A la salida del Teatro Gayarre, ayer, hubo quien echaba pestes de lo que había visto y quienes salían satisfechos por el espectáculo programado dentro del Festival Otras Miradas, Otras Escenas. Buenos aficionados que descalificaban radicalmente cada aspecto del montaje junto a quienes lo aplaudimos vivamente. ¿Qué pasó?
En primer lugar, que la propuesta El bazar de la langosta no se entendía, a pesar de que la traducción simultánea era muy buena; después, el esfuerzo para seguir la historia y a los actores, que no paraban de moverse por todo el escenario. A mí, sin embargo, no me pareció un montaje lejano, abstracto… Hasta me sugirió coincidencias con ese interesantísimo Construyendo a Verónica que vimos hace unas semanas: una historia con muerte que también sucedía en una playa y (aquí) cinco versiones distintas, dadas por cada uno de los personajes, lo que obliga al espectador a tomar la responsabilidad de construir él mismo la realidad que se le presenta parcial. Ya ven ustedes qué bacile el mío ayer en el patio de butacas.
Me encantó el espectáculo del grupo belga porque lograba transmitir la angustia desgarradora, atroz, brutal y seguramente más terrible que puede vivir un ser humano: la que siente todo padre que ha perdido a su hijo. Eso era lo que había que entender, o mejor dicho, sentir. Daba igual si el hijo murió a golpes en la playa, en un incendio en el hospital tras un año en coma o cuando el padre autorizó a que se le desconectara el aparato que le permitía respirar. ¿Por qué? Porque da igual. Porque hay que seguir la metáfora que nos propone el creador del espectáculo, no la frase textual. Un padre puede entender que dejó morir a su hijo cuando éste desaparece bruscamente de su vida, o considerar mayor catástrofe que un incendio arrasador la decisión de pulsar un botón…
A partir de ahí, había que dejarse llevar y creo que era fácil de entender la propuesta tal como se planteaba escénicamente: eran personajes reales pero lo que contaban no eran realidades, sino los sueños (más bien pesadillas) de cada uno de los personajes, lo que daba ese aire onírico al espectáculo. Personajes, por cierto, íntimamente desgarrados. Así se entiende que hable y cante un oso en un momento dado (porque es la imagen onírica concatenada del chófer, que es ruso, que se asocia al imaginario colectivo del oso ruso, que se presenta en escena como el oso, etecé, etecé).
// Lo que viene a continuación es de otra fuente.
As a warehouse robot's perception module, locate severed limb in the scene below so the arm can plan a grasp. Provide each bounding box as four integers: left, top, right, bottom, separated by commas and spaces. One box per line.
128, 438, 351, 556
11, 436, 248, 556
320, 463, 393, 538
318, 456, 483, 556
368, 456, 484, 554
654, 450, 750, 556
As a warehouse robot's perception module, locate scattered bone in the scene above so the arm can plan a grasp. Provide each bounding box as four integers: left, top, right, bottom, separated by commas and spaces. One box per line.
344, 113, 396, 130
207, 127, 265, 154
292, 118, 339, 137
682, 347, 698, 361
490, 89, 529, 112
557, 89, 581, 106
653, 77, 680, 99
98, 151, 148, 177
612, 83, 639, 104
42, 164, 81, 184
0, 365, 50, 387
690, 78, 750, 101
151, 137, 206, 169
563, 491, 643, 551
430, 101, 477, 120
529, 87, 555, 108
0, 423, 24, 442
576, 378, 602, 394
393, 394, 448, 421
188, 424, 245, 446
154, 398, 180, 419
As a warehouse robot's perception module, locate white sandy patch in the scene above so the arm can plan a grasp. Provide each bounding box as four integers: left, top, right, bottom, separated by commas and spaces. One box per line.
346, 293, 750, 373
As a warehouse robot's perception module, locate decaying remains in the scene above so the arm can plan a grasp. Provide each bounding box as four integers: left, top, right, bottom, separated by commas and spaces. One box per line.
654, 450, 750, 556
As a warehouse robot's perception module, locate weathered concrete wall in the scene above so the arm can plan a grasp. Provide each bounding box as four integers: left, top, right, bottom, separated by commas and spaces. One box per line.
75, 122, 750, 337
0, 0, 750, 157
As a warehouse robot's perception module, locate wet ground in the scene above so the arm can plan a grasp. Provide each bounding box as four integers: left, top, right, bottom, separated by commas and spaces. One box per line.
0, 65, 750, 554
Y luego había que entender que se contaban cinco historias, pero en cada una de ellas los personajes que no participaban directamente en la versión seguían contando, por su cuenta, su propia historia (en ese caso, coreografiada), de ahí que se movieran en segundos y terceros planos, con momentos bailados de gran belleza, aunque provocaban tensión en el espectador, que tenía que mirar demasiadas cosas a la vez.
Además, me gustó la propuesta, tan teatral por antiteatral. En general, había poco diálogo y mucha narración en tercera persona, en proscenio, directamente a los espectadores: casi siempre era el mismo personaje femenino quien contaba lo que pasaba a cada personaje de la historia… Y eso se mezclaba con canciones muy tristes (que a mí me llegaron, aunque otros decían que eran flojitas). Y puede que cantaran mal (que a mí no me lo pareció, pero mi oído es penoso, lo reconozco), pero contribuían a crear ese «antimusical», nada complaciente, tan antidisney, tan alejado de los que programa la Gran Vía madrileña. El aire popero de la puesta en escena y el vestuario (tan light, tan decadente) permitía todavía un contraste mayor ante las cosas terribles que se decían: la niña prostituta de 14 años, la muert del hijo, los reproches del matrimonio.
Es decir, que me pareció un gran montaje, como se lo pareció al público de Avignon, quizá más acostumbrado a un teatro cubista, donde al espectador le llegan los planos fraccionados, descompuestos, con perspectivas diferentes que luego él debe unir.
Y un texto, por cierto, bellísimo, muy literario, sugerente y evocador. Y hasta un notable sentido del humor en algunos momentos, varios a propósito del crustáceo que da nombre al espectáculo, y que ya vimos que fue lo único mal traducido. Sentido del humor belga que, después de lo visto en esta segunda edición del festival, me da la impresión de que es como su chocolate: mucho mejor cuanto más negro y más amargo.